Well this was a legitimate surprise to wake up to this morning. Axios was the first to report it:
President Trump has accepted Nikki Haley’s resignation as UN Ambassador, according to two sources briefed on their conversation. The timing of her departure is still unclear, the president promised a “big announcement” with her at 10:30 a.m.
What we’re hearing: Haley discussed her resignation with Trump last week when she visited him at the White House, these sources said. Her news shocked a number of senior foreign policy officials in the Trump administration.
Nikki Haley scrubbed both her Twitter and Instagram of any mentions of Trump. Before, it used to say she was ambassador to the United Nations, now it says nothing. Compare this to another former Trump official, Corey Lewandowski, who still has “Campaign Manager for Donald J. Trump for President 2016” in his Twitter profile, and Haley’s removal of her ties to Trump in her profile is notable in that it deviates from the norm of how people promote their former work on their social media profiles. However, drawing any further conclusions from that one action is a fool’s errand, and I’d encourage anyone thinking that this is the beginning of a 2020 primary challenge against Trump to get their head out of the clouds. Haley told reporters in the Oval Office “No, I’m not running in 2020,” and said she’ll be campaigning for Trump’s reelection in 2020. I mean, does this bootlicking sound like someone mounting a primary challenge?
This reality hasn't stopped some famed conservative “Never Trump” pundits from posting hilariously naïve takes.
Diplomacy and national security reporter for The Washington Post, John Hudson, detailed some tangible reasons why Haley may have left her post at the UN.
CNN's Kaitlan Collins also helped refresh our memories of the most serious public tension we've seen between Trump and Haley.
For what it's worth (read: next to nothing), the president said that Haley told him six months ago that at the end of her first two years, she'd want to take a break. Knowing Trump, this could easily mean that he was blindsided by Haley's departure and is now concocting a lie to make it sound like he had planned for this all along.
The reason why the “break” explanation doesn't make a whole lot of sense is that ambassadors to the UN need to be confirmed by congress, and that's not a simple process that you can just hop in and out of. Haley is well-liked enough in GOP circles where she may be able to quickly sail through the confirmation process and get her old job back, but that's not the way these things typically work. If you step down, you step down and the government goes through the arduous process of vetting the next candidate.

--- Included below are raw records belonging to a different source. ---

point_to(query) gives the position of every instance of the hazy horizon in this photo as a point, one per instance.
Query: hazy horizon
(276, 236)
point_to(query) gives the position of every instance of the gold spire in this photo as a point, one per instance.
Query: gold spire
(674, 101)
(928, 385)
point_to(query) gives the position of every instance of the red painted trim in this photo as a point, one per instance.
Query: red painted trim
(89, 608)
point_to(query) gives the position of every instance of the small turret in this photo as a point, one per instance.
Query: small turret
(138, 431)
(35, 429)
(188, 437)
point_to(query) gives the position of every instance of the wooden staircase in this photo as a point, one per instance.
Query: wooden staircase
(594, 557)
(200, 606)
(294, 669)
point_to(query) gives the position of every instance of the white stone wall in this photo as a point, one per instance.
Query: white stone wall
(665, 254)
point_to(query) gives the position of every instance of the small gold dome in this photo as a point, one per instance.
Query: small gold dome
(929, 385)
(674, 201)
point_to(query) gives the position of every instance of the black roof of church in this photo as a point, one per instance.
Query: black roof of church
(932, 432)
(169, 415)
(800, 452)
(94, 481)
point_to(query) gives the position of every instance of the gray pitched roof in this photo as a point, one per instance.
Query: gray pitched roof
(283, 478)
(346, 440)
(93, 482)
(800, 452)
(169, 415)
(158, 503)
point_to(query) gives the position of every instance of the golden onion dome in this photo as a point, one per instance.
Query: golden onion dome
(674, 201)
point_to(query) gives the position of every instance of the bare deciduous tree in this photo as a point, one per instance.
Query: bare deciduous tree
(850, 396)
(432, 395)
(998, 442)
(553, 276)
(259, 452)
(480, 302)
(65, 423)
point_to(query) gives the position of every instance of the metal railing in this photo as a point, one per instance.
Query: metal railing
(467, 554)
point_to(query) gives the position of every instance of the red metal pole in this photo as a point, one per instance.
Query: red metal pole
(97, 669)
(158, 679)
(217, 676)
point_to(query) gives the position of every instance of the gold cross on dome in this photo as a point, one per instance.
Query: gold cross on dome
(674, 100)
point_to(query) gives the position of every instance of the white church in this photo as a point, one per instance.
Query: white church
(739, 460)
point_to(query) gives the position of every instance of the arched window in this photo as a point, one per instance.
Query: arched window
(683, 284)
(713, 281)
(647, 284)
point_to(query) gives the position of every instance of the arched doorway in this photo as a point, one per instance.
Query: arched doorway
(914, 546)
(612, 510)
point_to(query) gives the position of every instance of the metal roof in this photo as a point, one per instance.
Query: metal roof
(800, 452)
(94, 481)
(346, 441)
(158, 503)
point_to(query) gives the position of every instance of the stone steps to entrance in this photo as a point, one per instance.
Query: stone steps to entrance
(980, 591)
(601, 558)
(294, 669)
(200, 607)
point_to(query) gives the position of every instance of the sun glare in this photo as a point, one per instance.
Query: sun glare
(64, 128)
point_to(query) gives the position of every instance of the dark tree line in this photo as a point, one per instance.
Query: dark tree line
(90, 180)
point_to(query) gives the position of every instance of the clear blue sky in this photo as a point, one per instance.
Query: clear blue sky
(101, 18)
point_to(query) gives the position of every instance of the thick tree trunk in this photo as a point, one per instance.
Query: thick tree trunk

Now, speculation has begun that Haley will indeed return, but in a different role. Mike Murphy is a longtime GOP strategist and Jonathan V. Last is the digital editor of the conservative Weekly Standard, so this conjecture is coming from informed perspectives near the top of the GOP apparatus.
Trump even said that Haley can “have [her] pick” of a role if she comes back. Given the ugly fight the GOP just staged on Brett Kavanaugh, they must be thinking about how to win back women, and swapping Pence for Haley sure seems like an easy way to gain back some ground. Polls like the one yesterday from the Washington Post and Schar showing the GOP losing white college educated women by a whopping 27 points in the 69 house districts up for grabs this November are surely informing this speculation—and it’s important to point out that it’s just that: speculation.
Bottom line: no one can say for certain right now why Nikki Haley is leaving her post at the end of the year. In the Trump era, nothing can ever be completely ruled out, but a 2020 primary challenge would go against the cultish mentality that the Republican Party has demonstrated time and time again. The VP speculation is interesting, and it’s buoyed by Trump’s comments saying that she could come back to whatever job she wanted, but at the end of the day, that’s Haley’s decision to make, and she has clearly played this all incredibly close to the vest—as the only firm conclusion that we can reach right now is that this decision caught many people in the White House by surprise.
As Paste’s Shane Ryan noted, the Charleston, SC Post and Courier reported that Nikki Haley has debt that may total over $1 million, and that a move to the private sector (which she noted in her resignation letter as a “step up” from government) to help pay down that massive debt may be the best explanation for something that few to no people in the administration saw coming.